The Seat May be Hard and Wooden, but the View from a Child’s Chair is Amazing

The Seat May be Hard and Wooden, but the View from a Child’s Chair is Amazing

This past week, about 25 children came to Vacation Bible School. Four churches, whose children’s programs are struggling and whose numbers are few, came together to try and teach and show and share the love of Christ.

To give more details: twenty-five loud, happy, whiny, excited children, sang lovely songs, made beautiful crafts (can you remember the VBS leather craft smell?), and heard several passages from the Bible that spoke about giving to and caring for one’s neighbors.

We found that one answer of “Who is our neighbor?” included people we will never meet or see and who might live thousands of miles away. And so, we collected enough quarters to buy two goats and a flock of chickens for the Heifer Project, about $260.
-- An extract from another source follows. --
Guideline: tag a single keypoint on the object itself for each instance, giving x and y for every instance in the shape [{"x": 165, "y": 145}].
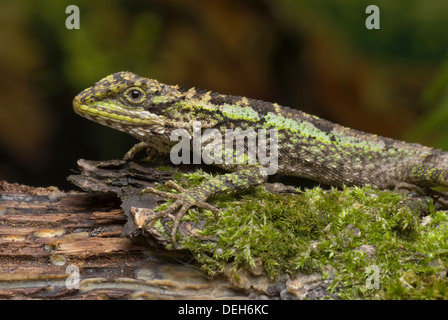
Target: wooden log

Another answer to the question included those people who we might not know but who we might see in our city. So, we put together Manna bags—gallon-sized plastic bags filled with food items, a water bottle, bandages, napkins, and a spoon. Each of the children took two bags so that they could personally give them to hungry people. They also made cross necklaces and either wrote a note or drew a picture to include in the bags, along with the other items.

On his note-card, one child lovingly wrote, “God loves you. Have a happy heart.”

The kids sang these words during music time:

Jesus’ hands were kind hands,
doing good for all,
healing pain and sickness,
blessing children small,
washing tired feet,
and saving those who fall;
Jesus’ hands were kind hands,
doing good to all.

Take my hands, Lord Jesus,
let them work for you;
make them strong and gentle,
kind in all I do.
Let me watch you, Jesus,
till I’m gentle too,
till my hands are kind hands,
quick to work for you.

They ate kid-snacks. The adults secretly ate a few goldfish and fruit snacks. Some children were hungry and so they ate and then built cheese cracker towers with their leftovers. Some children were HUNGRY and so they ate and then they ate some more.

Three girls from my youth group gave piggy-back rides, wiped tears, picked up three million beads, crawled around on the floor with Vaseline and cotton balls on their noses, gave immediately-needed hugs, and sang along with the children, “Jesus’ hands were kind hands, doing good for all.”

Observations and Conclusions:

Monday through Friday, I woke up with bags under my eyes that no makeup could conceal.

Monday afternoon, I rejoiced in the success of the first VBS day. Our goal for the week was to buy just one goat, but we were well on our way the first day to being able to buy that one goat.

Monday evening, I went to sleep singing, “Get on board, little children, there’s room for plenty-a-more.”

Tuesday, the children wore their freshly-made, self-made, blue t-shirts, with a screen image of the Good Samaritan surrounded by the words, “Love Your Neighbor.”

Tuesday evening, as we watched the evening news, I covered my child’s eyes as footage from the crisis in Syria came onto the screen.

Wednesday morning, I skipped through the halls with my daughter at her preschool. We smiled and giggled the whole way.

Wednesday afternoon, I saw a man digging through a trash can, chewing something he’d already found.

Wednesday evening, I watched streaming media coverage of masses standing inside, outside, and upside-down at a fast-food establishment.

Thursday morning, I saw a picture on the internet that implied the rights of the second amendment included ownership of assault rifles.

Thursday afternoon, at the end of VBS day, I found one of the children sheepishly eating a cup of applesauce that previously resided in a Manna bag.

Thursday afternoon, I read an article about more masses gathering outside a fast-food establishment.

Friday morning, one child who said the word “hate” more than any 4-year-old should say the word, “crowned” his VBS teacher with a crown he made, declaring, “You’re my princess for the day.”

Friday, my child tipped over backward in a chair and busted her lip. Another child came up to us and said, “I heard her crying and hoped she wasn’t bleeding. Is she okay now?”

Friday afternoon, I sat on the floor of the chapel, my child in my lap, and we listened to 25 children and 3 youth sing, “Let me watch you Jesus, till I’m gentle too, till my hands are kind hands, quick to work for you.”